Очнулся он от звона и увидел, что Филипп Филиппович швырнул в таз какие-то сияющие трубки.
Пятнистая дама, прижимая руки к груди, с надеждой глядела на Филиппа Филипповича. Тот важно нахмурился и, сев за стол, что-то записал.
— Я вам, сударыня, вставлю яичники обезьяны,— объявил он и посмотрел строго.
— Ах, профессор, неужели обезьяны?
— Да,— непреклонно ответил Филипп Филиппович.
— Когда же операция? — бледная и слабым голосом спрашивала дама.
— «От Севильи до Гренады…» Угум… В понедельник. Ляжете в клинику с утра, мой ассистент приготовит вас.
— Ах, я не хочу в клинику. Нельзя ли у вас, профессор?
— Видите ли, у себя я делаю операции лишь в крайних случаях. Это будет стоить очень дорого — пятьдесят червонцев.
— Я согласна, профессор!
Опять загремела вода, колыхнулась шляпа с перьями, потом появилась какая-то лысая, как тарелка, голова и обняла Филиппа Филипповича. Пес дремал, тошнота прошла, пес наслаждался утихшим боком и теплом, даже всхрапнул и успел увидать кусочек приятного сна: будто бы он вырвал у совы целый пук перьев из хвоста… потом взволнованный голос тявкнул над головой:
— Я слишком известен в Москве, профессор. Что же теперь делать?

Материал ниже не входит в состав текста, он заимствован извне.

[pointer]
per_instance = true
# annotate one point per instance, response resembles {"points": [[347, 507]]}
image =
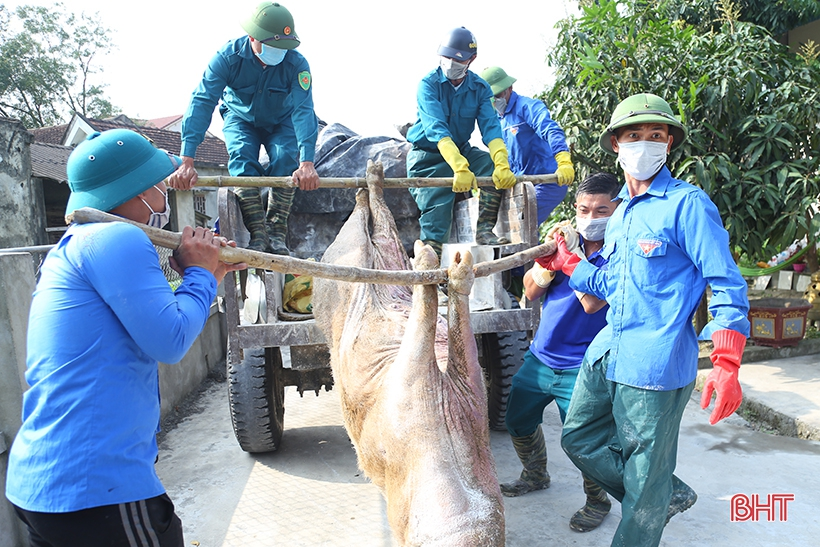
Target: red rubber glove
{"points": [[562, 260], [726, 358]]}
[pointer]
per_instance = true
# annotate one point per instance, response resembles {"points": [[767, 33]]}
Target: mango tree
{"points": [[752, 108]]}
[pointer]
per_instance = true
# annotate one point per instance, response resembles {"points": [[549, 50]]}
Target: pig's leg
{"points": [[463, 355], [390, 254]]}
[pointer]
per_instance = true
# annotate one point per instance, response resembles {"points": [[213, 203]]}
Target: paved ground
{"points": [[311, 493]]}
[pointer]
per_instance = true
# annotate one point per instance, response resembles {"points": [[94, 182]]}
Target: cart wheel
{"points": [[257, 399], [501, 356]]}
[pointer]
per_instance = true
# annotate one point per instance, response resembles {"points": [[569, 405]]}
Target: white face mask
{"points": [[453, 70], [592, 229], [642, 159], [159, 220], [271, 56], [500, 104]]}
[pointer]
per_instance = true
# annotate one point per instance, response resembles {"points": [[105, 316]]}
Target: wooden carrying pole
{"points": [[287, 264], [356, 182]]}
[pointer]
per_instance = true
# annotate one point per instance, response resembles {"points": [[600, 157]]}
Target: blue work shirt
{"points": [[566, 330], [101, 317], [532, 136], [265, 96], [444, 111], [663, 247]]}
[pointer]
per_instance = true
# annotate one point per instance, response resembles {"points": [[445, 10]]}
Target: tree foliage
{"points": [[751, 107], [47, 65]]}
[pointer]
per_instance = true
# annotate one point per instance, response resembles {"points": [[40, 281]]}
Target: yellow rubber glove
{"points": [[565, 172], [463, 178], [502, 176]]}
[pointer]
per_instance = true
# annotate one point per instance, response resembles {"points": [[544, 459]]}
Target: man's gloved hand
{"points": [[726, 358], [502, 176], [562, 260], [565, 171], [463, 178]]}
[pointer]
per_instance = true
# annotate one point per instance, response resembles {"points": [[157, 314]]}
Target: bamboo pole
{"points": [[357, 182], [287, 264]]}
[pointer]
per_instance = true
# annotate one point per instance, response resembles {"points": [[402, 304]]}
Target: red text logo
{"points": [[773, 507]]}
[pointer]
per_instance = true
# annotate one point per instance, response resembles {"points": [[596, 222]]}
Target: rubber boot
{"points": [[489, 201], [253, 215], [592, 514], [437, 247], [683, 497], [532, 451], [280, 201]]}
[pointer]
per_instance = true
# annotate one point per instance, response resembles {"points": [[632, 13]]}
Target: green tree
{"points": [[751, 107], [47, 65]]}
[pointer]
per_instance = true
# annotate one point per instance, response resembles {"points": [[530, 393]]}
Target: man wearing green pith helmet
{"points": [[535, 142], [665, 243], [267, 101]]}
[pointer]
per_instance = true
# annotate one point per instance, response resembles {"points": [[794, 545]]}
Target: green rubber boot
{"points": [[489, 201], [683, 497], [532, 451], [280, 201], [592, 514], [437, 247], [253, 215]]}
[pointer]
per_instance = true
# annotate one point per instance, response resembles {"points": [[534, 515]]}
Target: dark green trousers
{"points": [[626, 439], [436, 204]]}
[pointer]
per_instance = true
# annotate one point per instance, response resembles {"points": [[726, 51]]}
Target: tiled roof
{"points": [[53, 135], [48, 160], [164, 122], [212, 151]]}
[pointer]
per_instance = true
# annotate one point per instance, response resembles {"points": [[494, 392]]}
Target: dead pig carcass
{"points": [[412, 392]]}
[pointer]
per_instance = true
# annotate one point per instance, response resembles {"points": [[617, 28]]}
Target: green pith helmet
{"points": [[272, 24], [497, 78], [642, 108]]}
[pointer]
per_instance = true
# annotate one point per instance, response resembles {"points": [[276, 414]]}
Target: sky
{"points": [[366, 56]]}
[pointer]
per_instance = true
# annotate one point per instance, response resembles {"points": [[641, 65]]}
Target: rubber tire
{"points": [[501, 356], [256, 395]]}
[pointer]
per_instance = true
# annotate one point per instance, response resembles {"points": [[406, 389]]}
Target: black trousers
{"points": [[144, 523]]}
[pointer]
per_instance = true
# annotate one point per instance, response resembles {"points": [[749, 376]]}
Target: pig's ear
{"points": [[424, 257]]}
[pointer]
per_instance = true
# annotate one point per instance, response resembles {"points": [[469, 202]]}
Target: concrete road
{"points": [[311, 493]]}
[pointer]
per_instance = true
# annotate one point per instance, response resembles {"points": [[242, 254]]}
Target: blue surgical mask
{"points": [[159, 220], [453, 70], [271, 56], [642, 159], [592, 229], [500, 104]]}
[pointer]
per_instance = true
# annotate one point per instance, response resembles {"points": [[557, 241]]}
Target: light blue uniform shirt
{"points": [[265, 96], [532, 136], [663, 247], [444, 111], [101, 317]]}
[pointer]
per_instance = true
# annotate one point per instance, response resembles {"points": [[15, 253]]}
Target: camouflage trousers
{"points": [[268, 227]]}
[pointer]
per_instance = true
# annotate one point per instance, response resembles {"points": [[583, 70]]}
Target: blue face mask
{"points": [[271, 56]]}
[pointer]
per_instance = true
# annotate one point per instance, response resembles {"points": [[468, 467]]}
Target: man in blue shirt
{"points": [[665, 243], [267, 100], [81, 469], [451, 100], [569, 322], [535, 142]]}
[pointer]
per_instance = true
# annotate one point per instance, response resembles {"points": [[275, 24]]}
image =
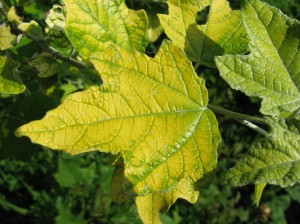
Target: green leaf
{"points": [[150, 205], [275, 160], [202, 43], [13, 16], [71, 174], [93, 25], [152, 111], [271, 71], [32, 30], [9, 83], [45, 64], [259, 188], [7, 39]]}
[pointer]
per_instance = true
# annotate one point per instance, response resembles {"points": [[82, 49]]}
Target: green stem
{"points": [[197, 65], [295, 113], [254, 127], [58, 55], [236, 116], [2, 9]]}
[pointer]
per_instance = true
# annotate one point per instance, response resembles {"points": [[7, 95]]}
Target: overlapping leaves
{"points": [[152, 111], [9, 82], [275, 160], [222, 33], [93, 25], [271, 71]]}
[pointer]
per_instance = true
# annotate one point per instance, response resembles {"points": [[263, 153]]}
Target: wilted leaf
{"points": [[93, 25], [271, 71], [222, 33], [9, 83], [152, 111], [275, 160]]}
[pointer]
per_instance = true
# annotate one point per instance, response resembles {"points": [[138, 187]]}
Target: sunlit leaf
{"points": [[93, 25], [271, 71], [32, 29], [275, 160], [9, 82], [151, 205], [222, 33], [45, 64], [152, 111]]}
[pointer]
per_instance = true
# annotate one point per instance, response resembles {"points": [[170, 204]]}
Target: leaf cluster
{"points": [[144, 99]]}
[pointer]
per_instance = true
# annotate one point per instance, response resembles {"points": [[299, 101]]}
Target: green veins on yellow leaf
{"points": [[152, 111]]}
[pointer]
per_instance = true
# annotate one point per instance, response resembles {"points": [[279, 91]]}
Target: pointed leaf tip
{"points": [[168, 137], [271, 70]]}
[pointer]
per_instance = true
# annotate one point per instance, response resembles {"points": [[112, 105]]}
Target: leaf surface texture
{"points": [[201, 43], [152, 111], [275, 160], [272, 70], [93, 25]]}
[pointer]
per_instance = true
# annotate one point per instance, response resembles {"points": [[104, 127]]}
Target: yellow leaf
{"points": [[151, 205], [151, 111]]}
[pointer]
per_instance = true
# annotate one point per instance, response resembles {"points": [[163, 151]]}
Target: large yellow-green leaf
{"points": [[151, 205], [223, 32], [9, 83], [275, 160], [272, 70], [152, 111], [93, 25]]}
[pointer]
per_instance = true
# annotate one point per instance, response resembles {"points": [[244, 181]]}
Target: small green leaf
{"points": [[7, 39], [223, 32], [259, 188], [56, 18], [32, 29], [45, 64], [271, 71], [151, 111], [275, 160], [13, 16], [151, 205], [93, 25], [9, 83]]}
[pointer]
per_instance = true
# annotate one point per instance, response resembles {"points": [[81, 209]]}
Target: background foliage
{"points": [[43, 186]]}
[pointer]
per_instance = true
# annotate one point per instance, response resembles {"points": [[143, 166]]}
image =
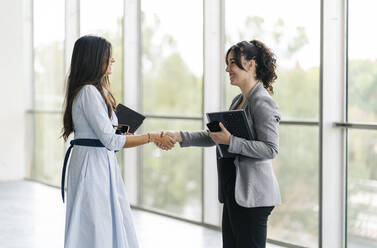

— Господа! — возмущенно кричал Филипп Филиппович.— Нельзя же так! Нужно сдерживать себя. Сколько ей лет?
— Четырнадцать, профессор… Вы понимаете, огласка погубит меня. На днях я должен получить заграничную командировку.
— Да ведь я же не юрист, голубчик… Ну, подождите два года и женитесь на ней.
— Женат я, профессор.
— Ах, господа, господа!
Двери открывались, сменялись лица, гремели инструменты в шкафу, и Филипп Филиппович работал не покладая рук.
«Похабная квартирка,— думал пес,— но до чего хорошо! А на какого черта я ему понадобился? Неужели же жить оставит? Вот чудак! Да ведь ему только глазом мигнуть, он таким бы псом обзавелся, что ахнуть! А может, я и красивый. Видно, мое счастье! А сова эта дрянь… Наглая».
Окончательно пес очнулся глубоким вечером, когда звоночки прекратились, и как раз в то мгновение, когда дверь впустила особенных посетителей. Их было сразу четверо. Все молодые люди, и все одеты очень скромно.
«Этим что нужно?» — удивленно подумал пес. Гораздо более неприязненно встретил гостей Филипп Филиппович. Он стоял у письменного стола и смотрел, как полководец на врагов. Ноздри его ястребиного носа раздувались. Вошедшие топтались на ковре.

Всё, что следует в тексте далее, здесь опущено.